It’s human nature to want to experience heartfelt love and companionship with another being. It’s a mixture of our biochemistry, the way we are wired, social conditioning and our natural instinct! It’s been proven that love makes us happier, healthier and helps us live longer. If you’ve experienced love, it’s almost impossible not to be walking with a bounce in your step, a dorky smile on your face and feeling like you’re floating along on cloud nine. And on a slightly morbid note, how many times do you hear when one elderly spouse dies, the surviving spouse follows soon after (sooner than if their partner was alive and well)? Meer coincidence or death by broken heart? The point is whether you are single or in a relationship, love rates pretty damn high in people’s lives and affects everything, or shall I say everything is affected when your love/relationship status is affected! That is, if your relationship is unhappy, YOU are unhappy.
If you have been single for years and find yourself desperate for a partner, chances are tapping your foot and being a bar-fly waiting around for the right one to come along is not helping the matter. People can smell desperation miles away. Plus there is always a reason why you are single. Maybe it’s so you have the opportunity to mature as an individual, focus on your spiritual growth or maybe you need the time to develop in your career. However, if you’re sick and tired of being single, you can manifest your dream-boat guy/girl into your life, remembering that the Universe has a plan and you can’t f%&$ with the plan…so be patient.
If you want to manifest your dreamboat partner into your life, make sure that your thoughts, words, actions and environment are aligned with that and don’t contradict your true desires. It can be as simple as making sure your surroundings welcome a partner – having a double/queen/king bed, two bed side tables, make room in your walk-in robe (yes, throw away some of those shoes you haven’t worn in years) or even creating space in your carport. It can also mean taking pride in your appearance; shaving your legs, treating your body as if it were a temple, wearing perfume or showering at least once a day (basic yes, but apparently not common knowledge in some people’s standards). By treating yourself with love and respect and focusing on the positive traits or qualities you will inevitably attract people who will show you love and respect.
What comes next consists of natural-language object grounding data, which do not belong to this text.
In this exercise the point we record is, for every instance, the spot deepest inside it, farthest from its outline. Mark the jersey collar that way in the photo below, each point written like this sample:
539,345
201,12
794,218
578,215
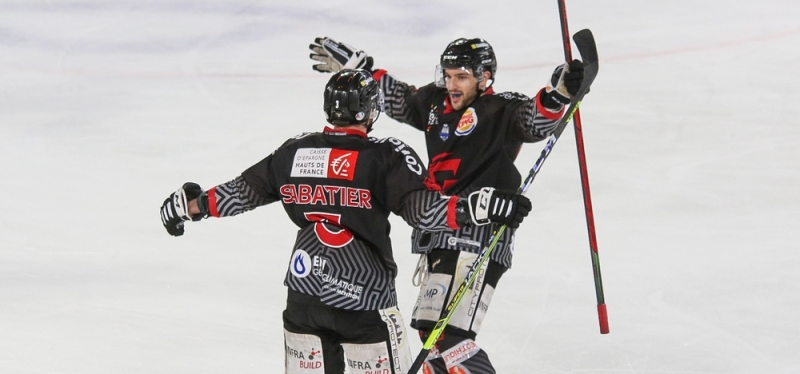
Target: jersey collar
343,131
449,107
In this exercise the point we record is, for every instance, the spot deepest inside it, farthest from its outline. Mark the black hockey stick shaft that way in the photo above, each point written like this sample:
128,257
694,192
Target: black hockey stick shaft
585,42
602,312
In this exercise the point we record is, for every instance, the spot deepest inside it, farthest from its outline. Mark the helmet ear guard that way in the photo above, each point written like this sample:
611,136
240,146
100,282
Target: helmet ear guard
476,54
352,97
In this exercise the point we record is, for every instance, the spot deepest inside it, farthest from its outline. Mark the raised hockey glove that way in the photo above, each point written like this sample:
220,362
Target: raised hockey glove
175,210
504,207
566,81
335,56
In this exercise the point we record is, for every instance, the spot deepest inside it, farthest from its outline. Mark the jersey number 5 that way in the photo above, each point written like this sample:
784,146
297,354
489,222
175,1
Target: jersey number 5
328,228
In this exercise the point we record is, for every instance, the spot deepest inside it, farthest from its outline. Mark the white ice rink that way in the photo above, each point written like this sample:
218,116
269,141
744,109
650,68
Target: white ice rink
692,140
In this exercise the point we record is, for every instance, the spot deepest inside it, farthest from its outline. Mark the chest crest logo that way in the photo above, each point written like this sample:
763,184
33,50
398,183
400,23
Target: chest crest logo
444,133
467,122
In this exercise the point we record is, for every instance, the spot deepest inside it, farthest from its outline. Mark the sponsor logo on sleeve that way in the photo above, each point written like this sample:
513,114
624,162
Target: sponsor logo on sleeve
324,163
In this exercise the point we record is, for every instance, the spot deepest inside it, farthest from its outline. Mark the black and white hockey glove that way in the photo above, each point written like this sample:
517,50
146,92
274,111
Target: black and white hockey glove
175,210
489,205
335,56
566,81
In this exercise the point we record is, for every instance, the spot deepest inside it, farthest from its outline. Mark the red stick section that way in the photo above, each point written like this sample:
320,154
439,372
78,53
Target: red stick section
602,313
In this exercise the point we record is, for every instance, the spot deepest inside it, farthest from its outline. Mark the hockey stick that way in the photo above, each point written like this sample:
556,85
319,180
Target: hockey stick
585,42
602,313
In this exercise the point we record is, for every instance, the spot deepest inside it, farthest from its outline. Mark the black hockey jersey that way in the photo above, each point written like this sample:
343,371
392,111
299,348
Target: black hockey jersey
469,148
339,188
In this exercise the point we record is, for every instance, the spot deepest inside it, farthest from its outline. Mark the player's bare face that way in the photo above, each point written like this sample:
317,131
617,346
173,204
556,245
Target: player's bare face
462,87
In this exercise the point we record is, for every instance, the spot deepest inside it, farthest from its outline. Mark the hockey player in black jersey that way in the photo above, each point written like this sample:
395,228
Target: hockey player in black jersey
473,135
339,187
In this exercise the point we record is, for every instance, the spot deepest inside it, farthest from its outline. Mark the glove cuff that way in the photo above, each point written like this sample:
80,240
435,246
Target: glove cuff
479,202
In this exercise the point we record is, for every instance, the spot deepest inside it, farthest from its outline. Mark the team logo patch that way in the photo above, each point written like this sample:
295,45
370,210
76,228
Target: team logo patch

When you feel crappy about yourself, you are blocking all the love and good things the Universe has planned for you. Thus, when you feel good about yourself that frequency will radiate and touch everyone close to you.
The thing is, a lot of people stay in unhappy relationships out of fear of being alone. They’re scared if they leave their partner and don’t end up finding someone better; they will regret their decision and end up an old, lonely, crabby cat woman (or man). However the opposite is true. For starters, if you stay in the relationship you’re actually robbing yourself of finding true love not just for yourself but also for your partner. And secondly, if you’re doubting being with your current partner – if they tick lots of boxes but also cross lots of boxes – it means you haven’t necessarily met ‘the one’ just yet. They might have been for a period of time, but time changes, people change, circumstances change and there is no point flogging a dead horse. Besides, we may well have lots of the ‘the ones’ out there. I believe we cross paths with many soul mates in a life time – friendships, romantically, karmic, spiritually, emotionally and even strangers whom you have a 5 minute connection with. It’s about learning what you are meant to learn from each encounter and making the most from that…not clinging on because you have created a story in your mind about what should or could happen.
My mantra has always been this: I would rather be alone and happy, than in a relationship and unhappy. Just because you are alone, doesn’t mean you have to be lonely. If you gain your worth, identity, significance and certainty out of being in a relationship…honestly ask yourself if you’re in the relationship for the right reasons. These are aspects you should be able to gain from within. Are you just scared of being by yourself? No the grass isn’t always greener, but how do you know if you don’t check it out for yourself? Everyone is responsible for their own joy, and when you do what makes you feel good, you are a joy for others to be around, like a natural overflow. It all comes down to perception and what you value most in your life.
On a side note, you can’t find love, it finds you. So knowing this your dreamboat will probably come when you least expect it. Instead of waiting around for him or her to turn up on your door step, work on developing yourself physically, emotionally and mentally and when the timing is right, ‘the one’ will come along and it will feel right and run naturally and smoothly. Remember, there is nothing more attractive than someone who has their ‘shit together’.
Ask yourself…do you have any limiting beliefs about love or relationships? AKA ‘all the good ones are gone’, ‘I will never meet the one’, ‘I’m a failure if I don’t get married’. These will be inhibiting the natural flow from the Universe and are sending mixed messages to what you actually want.
Identify them, break the pattern and create new empowering beliefs like ‘I deserve the best’ or ‘I will experience true love in divine timing’.
When you do this, you will manifest and attract dream boats all over the place and you will be beating them off with a stick.